"Rolnik szuka żony": święta oddzielnie, a co potem? Marek z dziewczyną snują poważne plany
GALERIA
W życiu Marka Walczaka niebawem sporem zmiany. Rolnik nie ukrywał, że raz na jakiś czas wyjeżdża za pracą do Danii. Wyprawami chwalił się na swoim profilu na Facebooku. Wszystko wskazywało na to, że planuje zostać tam na dłużej. Ostatecznie zmienił zdanie i niebawem wróci do Polski.
- Każdy dzień przynosi nowe możliwości. W pewnym momencie pojawił się pomysł, by właśnie tam zacząć nowe życie. Ale po dłuższym pobycie okazało się, że to wcale nie jest takie proste. Jula nie potrafiła się tam odnaleźć. Dlatego podjęliśmy decyzję o powrocie. Na razie muszę dokończyć rozpoczęte tam prace i wracam – powiedział rolnik w rozmowie z "Faktem". To jednak nie wszystko. Jaką przyszłość zaplanował dla siebie i ukochanej?
Rozłąka w święta
W ich wspólnym życiu jest jednak pewien szkopuł. Para ostatnio nie ma zbyt wielu okazji do spędzania czasu razem. Tym bardziej, że nie mogą liczyć w tym roku na wspólne Boże Narodzenie.
- Święta planujemy spędzić osobno. Ja będę w Danii, a Jula w Polsce. Na szczęście są media, które pozwolą nam na kontakt – podsumował na łamach tabloidu rolnik.
Szlachetny cel
Jak się okazuje, rolnik ma już też dalekosiężne plany, które chce realizować w Polsce. Przede wszystkim chciałby rozwijać się w agroturystyce, o której zawsze marzył, ale nie chce się skupiać wyłącznie na zarabianiu pieniędzy.

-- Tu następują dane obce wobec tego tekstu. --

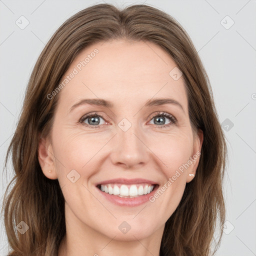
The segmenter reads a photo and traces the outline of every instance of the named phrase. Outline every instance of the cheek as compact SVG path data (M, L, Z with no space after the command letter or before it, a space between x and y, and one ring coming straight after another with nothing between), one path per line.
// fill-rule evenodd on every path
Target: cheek
M150 148L162 162L162 170L170 177L188 162L193 152L192 134L186 132L160 134L154 137Z

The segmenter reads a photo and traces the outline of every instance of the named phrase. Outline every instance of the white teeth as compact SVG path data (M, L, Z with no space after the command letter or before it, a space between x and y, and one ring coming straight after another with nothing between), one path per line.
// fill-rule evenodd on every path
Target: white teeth
M148 194L148 185L146 185L144 187L144 194Z
M132 184L128 186L122 184L120 188L116 184L106 184L100 185L102 191L108 193L110 194L114 194L120 197L125 198L128 196L138 196L150 194L154 190L154 186L146 184L144 186L142 185Z
M129 188L126 185L120 187L120 196L129 196Z
M138 196L138 189L136 185L132 185L129 190L129 196Z
M108 185L108 194L113 194L113 188L110 185Z
M142 196L142 194L144 194L144 188L143 188L143 186L142 186L142 185L140 185L139 187L138 187L138 194L139 196Z
M119 188L116 185L114 185L114 188L113 189L113 194L120 194L120 190Z

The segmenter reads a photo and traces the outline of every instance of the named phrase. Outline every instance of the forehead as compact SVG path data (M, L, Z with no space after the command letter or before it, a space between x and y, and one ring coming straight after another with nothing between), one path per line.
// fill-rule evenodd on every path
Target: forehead
M119 104L131 100L142 104L154 97L170 97L186 110L184 81L182 76L174 79L174 68L170 56L151 42L98 42L83 50L70 64L60 82L64 86L60 100L71 104L84 98L98 98Z

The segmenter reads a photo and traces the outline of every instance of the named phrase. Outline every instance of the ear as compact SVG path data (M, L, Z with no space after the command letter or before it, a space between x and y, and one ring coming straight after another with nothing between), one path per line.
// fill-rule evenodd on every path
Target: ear
M42 172L48 178L58 178L52 147L49 138L39 137L38 160Z
M200 156L201 155L201 149L204 141L204 132L200 129L198 129L197 134L194 136L193 154L190 160L192 162L190 168L188 169L187 173L186 182L188 183L196 176L196 172L199 164ZM190 174L193 174L194 176L190 176Z

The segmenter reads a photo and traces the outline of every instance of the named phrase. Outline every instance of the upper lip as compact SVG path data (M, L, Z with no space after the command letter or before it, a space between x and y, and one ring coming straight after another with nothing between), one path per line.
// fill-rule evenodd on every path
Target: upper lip
M148 184L152 184L153 185L157 184L157 183L153 182L152 180L146 180L144 178L132 178L132 179L127 179L124 178L114 178L112 180L104 180L103 182L100 182L96 184L96 186L103 184L110 184L111 183L116 183L120 184L140 184L141 183L148 183Z

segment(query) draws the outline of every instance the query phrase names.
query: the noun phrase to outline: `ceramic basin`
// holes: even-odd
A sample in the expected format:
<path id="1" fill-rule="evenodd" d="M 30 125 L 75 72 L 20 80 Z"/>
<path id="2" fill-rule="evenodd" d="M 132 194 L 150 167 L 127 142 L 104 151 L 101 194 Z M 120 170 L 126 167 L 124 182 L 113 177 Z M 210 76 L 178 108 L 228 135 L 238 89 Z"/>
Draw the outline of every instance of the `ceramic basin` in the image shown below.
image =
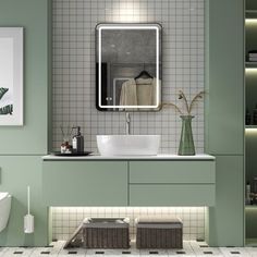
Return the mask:
<path id="1" fill-rule="evenodd" d="M 160 135 L 98 135 L 101 156 L 156 156 Z"/>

- Po powrocie przejmuję od rodziców gospodarstwo agroturystyczne. Ale na tym nie koniec. Poza agroturystyką chciałbym dosyć mocno działać społecznie, głównie na rzecz dzieci. Już współpracuje ze stowarzyszeniem rodziców dzieci z zespołem Downa "Strzał w dziesiątkę" w Olsztynie – uchylił rąbka tajemnicy.
Wspólne plany
Niewątpliwie, rolnik podziela plany i pasje ze swoją dziewczyną. Tym bardziej, że już wcześniej wspominał, że oboje chcieliby pracować z dziećmi.

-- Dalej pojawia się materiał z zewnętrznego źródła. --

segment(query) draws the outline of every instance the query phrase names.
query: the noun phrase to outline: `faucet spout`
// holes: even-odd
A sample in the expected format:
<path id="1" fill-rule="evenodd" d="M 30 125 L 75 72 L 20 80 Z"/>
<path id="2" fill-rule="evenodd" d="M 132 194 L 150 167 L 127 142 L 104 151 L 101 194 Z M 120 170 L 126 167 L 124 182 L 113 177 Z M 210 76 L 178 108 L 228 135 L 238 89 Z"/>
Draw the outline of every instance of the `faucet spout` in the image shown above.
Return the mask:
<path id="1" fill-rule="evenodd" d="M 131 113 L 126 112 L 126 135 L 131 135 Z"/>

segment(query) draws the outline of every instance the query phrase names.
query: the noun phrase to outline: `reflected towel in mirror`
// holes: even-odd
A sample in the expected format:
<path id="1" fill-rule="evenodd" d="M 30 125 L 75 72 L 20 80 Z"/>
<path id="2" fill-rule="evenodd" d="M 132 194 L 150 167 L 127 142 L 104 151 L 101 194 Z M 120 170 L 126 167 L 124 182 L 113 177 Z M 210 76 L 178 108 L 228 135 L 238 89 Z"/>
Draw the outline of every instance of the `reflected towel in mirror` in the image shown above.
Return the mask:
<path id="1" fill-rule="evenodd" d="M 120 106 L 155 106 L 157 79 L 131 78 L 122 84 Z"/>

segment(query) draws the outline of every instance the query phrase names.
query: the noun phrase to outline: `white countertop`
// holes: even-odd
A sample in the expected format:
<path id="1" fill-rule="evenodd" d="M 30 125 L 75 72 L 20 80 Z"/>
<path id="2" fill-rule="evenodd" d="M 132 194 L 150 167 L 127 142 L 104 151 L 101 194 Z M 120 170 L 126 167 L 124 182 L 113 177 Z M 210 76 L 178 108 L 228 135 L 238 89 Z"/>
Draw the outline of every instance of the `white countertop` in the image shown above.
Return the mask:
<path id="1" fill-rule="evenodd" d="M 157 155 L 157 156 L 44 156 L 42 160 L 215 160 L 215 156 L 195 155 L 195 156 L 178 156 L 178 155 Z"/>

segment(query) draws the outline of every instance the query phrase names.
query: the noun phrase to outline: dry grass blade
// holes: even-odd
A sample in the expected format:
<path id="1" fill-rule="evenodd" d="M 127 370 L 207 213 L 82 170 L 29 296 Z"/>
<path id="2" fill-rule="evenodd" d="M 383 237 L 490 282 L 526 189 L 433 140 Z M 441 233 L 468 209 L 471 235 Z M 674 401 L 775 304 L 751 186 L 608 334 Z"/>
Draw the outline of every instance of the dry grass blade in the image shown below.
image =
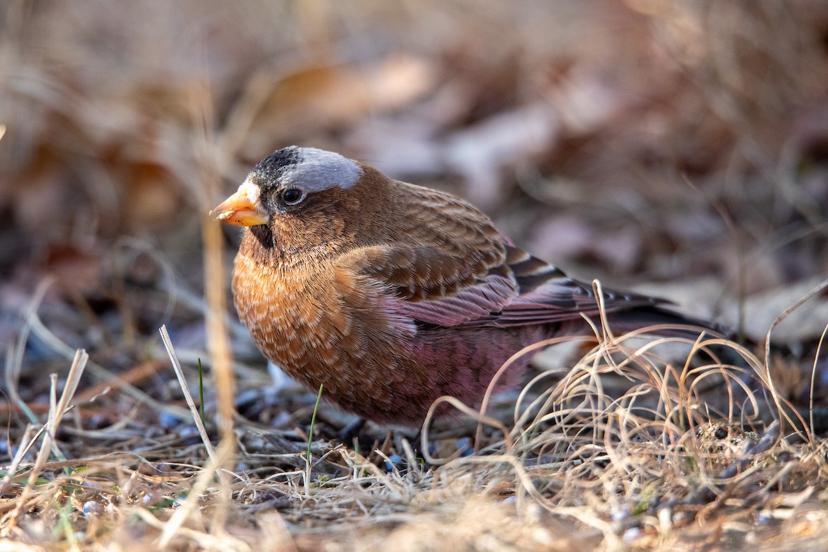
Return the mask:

- Chcemy z Julką mieć pensjonat połączony z małą hodowlą owiec i koni. Będziemy przyjmować rodziny z dziećmi i wycieczki szkolne, którym zaoferujemy zajęcia tematyczne i wiejskie jedzenie. Julka jest świetną nauczycielką, będzie uczyć dzieci wiejskich tradycji i poszanowania przyrody, a ja zajmę się hodowlą - mówił jakiś czas temu na łamach "Rewii".
Będzie ślub?
Na tym nie koniec niespodzianek. Choć związek rolnika z 15 lat młodszą Julią wzbudził sporo emocji, Walczak zapewniał, że ma poważne zamiary. Od jakiegoś czasu oboje zamieszczali zdjęcia i posty sugerujące, że myślą o małżeństwie, ale niczego oficjalnie nie deklarowali. W końcu farmer przyznał, że rzeczywiście planują w przyszłości ślub.
- Daty i planów konkretnych nie ma. Zaręczyny są w planach. Może w przyszłym roku? A oświadczyny już były. Jula wyraziła zgodę – zapowiedział Walczak w rozmowie z tabloidem.